L’utilità maggiore ed incontestabile del libro del Piergili sta appunto in questo. Un errore così grave, così pregiudizievole alla fama di Giacomo e venuto da persona tanto autorevole, stava per acquistare certezza di verità nella biografia del poeta, e il Piergili ha fatto opera buona e bella provvedendo. Non importano le varianti ortografiche tra due edizioni delle cose del Leopardi, inserite per crescere la mole del volume: importa assaissimo l’acquisto di un vero oramai non più discutibile, e per questo ben venga il libro.

Ma il Ranieri? Egli senza dubbio s’inasprirà ancora, o se conserva qualche cosa del Leopardi si ostinerà tanto più a negarcela. Speriamo almeno che l’amore che egli portò al povero afflitto lo difenda dalla tentazione di un sacrilegio come sarebbe quello di distrugger tutto. Il suo nome, che passerà glorioso alle più lontane generazioni come quello dell’amico fedele e consolatore del poeta, vi passerebbe infamato della fama di Erostrato e di Omar califfo; ed egli deve voler essere ricordato sempre come un onest’uomo, non come un pazzo irritato e maligno.

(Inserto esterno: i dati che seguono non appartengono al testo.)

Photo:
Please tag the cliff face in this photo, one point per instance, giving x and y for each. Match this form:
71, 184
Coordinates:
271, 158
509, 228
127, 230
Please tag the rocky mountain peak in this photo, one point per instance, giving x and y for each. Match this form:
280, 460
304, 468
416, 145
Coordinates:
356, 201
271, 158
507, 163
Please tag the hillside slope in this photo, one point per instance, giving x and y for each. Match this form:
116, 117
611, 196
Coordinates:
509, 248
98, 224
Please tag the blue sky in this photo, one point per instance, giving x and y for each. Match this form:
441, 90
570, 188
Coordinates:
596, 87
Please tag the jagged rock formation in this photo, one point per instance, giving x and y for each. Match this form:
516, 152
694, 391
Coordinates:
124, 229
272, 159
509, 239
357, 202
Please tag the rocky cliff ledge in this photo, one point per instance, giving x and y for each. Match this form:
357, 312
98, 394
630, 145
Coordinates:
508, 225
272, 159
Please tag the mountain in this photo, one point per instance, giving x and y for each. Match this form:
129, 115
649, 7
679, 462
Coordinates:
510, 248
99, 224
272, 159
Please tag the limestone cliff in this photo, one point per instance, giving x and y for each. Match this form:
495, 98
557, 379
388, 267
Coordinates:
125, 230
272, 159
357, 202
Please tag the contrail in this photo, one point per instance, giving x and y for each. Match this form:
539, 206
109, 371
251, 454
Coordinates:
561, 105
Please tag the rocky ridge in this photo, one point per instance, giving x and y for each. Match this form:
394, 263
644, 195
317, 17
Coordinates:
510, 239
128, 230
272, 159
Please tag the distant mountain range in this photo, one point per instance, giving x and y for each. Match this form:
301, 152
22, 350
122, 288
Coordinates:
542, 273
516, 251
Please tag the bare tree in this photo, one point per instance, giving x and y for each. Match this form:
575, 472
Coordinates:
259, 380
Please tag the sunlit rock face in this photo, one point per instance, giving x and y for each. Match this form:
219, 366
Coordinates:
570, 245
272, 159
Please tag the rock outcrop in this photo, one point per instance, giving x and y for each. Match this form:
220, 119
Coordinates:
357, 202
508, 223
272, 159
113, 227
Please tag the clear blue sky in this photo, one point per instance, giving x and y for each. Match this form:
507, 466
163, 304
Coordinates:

Se il libro del Piergili giovasse a scuotere il Ranieri dal suo misterioso silenzio, se giovasse a chiarire il dubbio che egli conservi molte e delle migliori cose del poeta, se giovasse a far paga la nostra santa e nobile curiosità che ci rende famelici di tutto quel che viene dal Leopardi, anche dei minimi scarabocchi infantili, benedetto il giorno in cui venne alla luce. Ma per ora, pur troppo, non pare.


MARIA MALIBRAN


Il maestro Pacini narra nelle sue memorie, che quando sentì la Malibran la prima volta al teatro S. Carlo di Napoli nella Gazza Ladra, lo dovettero portar via dal palchetto perchè dava segno di alienazione mentale e disturbava il pubblico colla sua ammirazione frenetica. La stessa Gazzetta di Bologna, foglio ufficiale di Monsignor Legato tra una enciclica e l’altra, inseriva una frase lirica per la divina cantatrice. Il Fètis, che morde spesso e volentieri non può dir male di lei; insomma, intorno alla sublime attrice non si ode che un concerto di elogi, i quali finiscono alle meste ed immortali strofe di Alfredo de Musset.

Ed ora, che cosa resta di questa donna adorata che fece impazzire i nostri nonni, che a Lucca si vedeva staccare i cavalli dalla carrozza, che a Venezia doveva rifugiarsi in San Marco per non essere soffocata dalla folla del popolo plaudente? Che cosa resta di quelle corone, di quegli entusiasmi, di quelle frenesie? La Malibran è diventata un ricordo, a poco a poco il suo nome passerà tra quelli delle attrici illustri note solo agli eruditi. Così il tempo passa e cancella le impronte di coloro che non poterono affidarle a monumenti durevoli. Gli oratori, gli attori, i cantori godono di trionfi momentanei, improvvisi. Spenta la generazione di coloro che udirono, nulla resta di loro. Nessun fonografo renderà la potenza oratoria del Castelar, come non ci potrebbe rendere il fascino della Rachel o della Malibran. L’onda del tempo passa sulle memorie umane e lentamente cancella tutto. Vi ricordate voi il timbro di voce de’ vostri morti?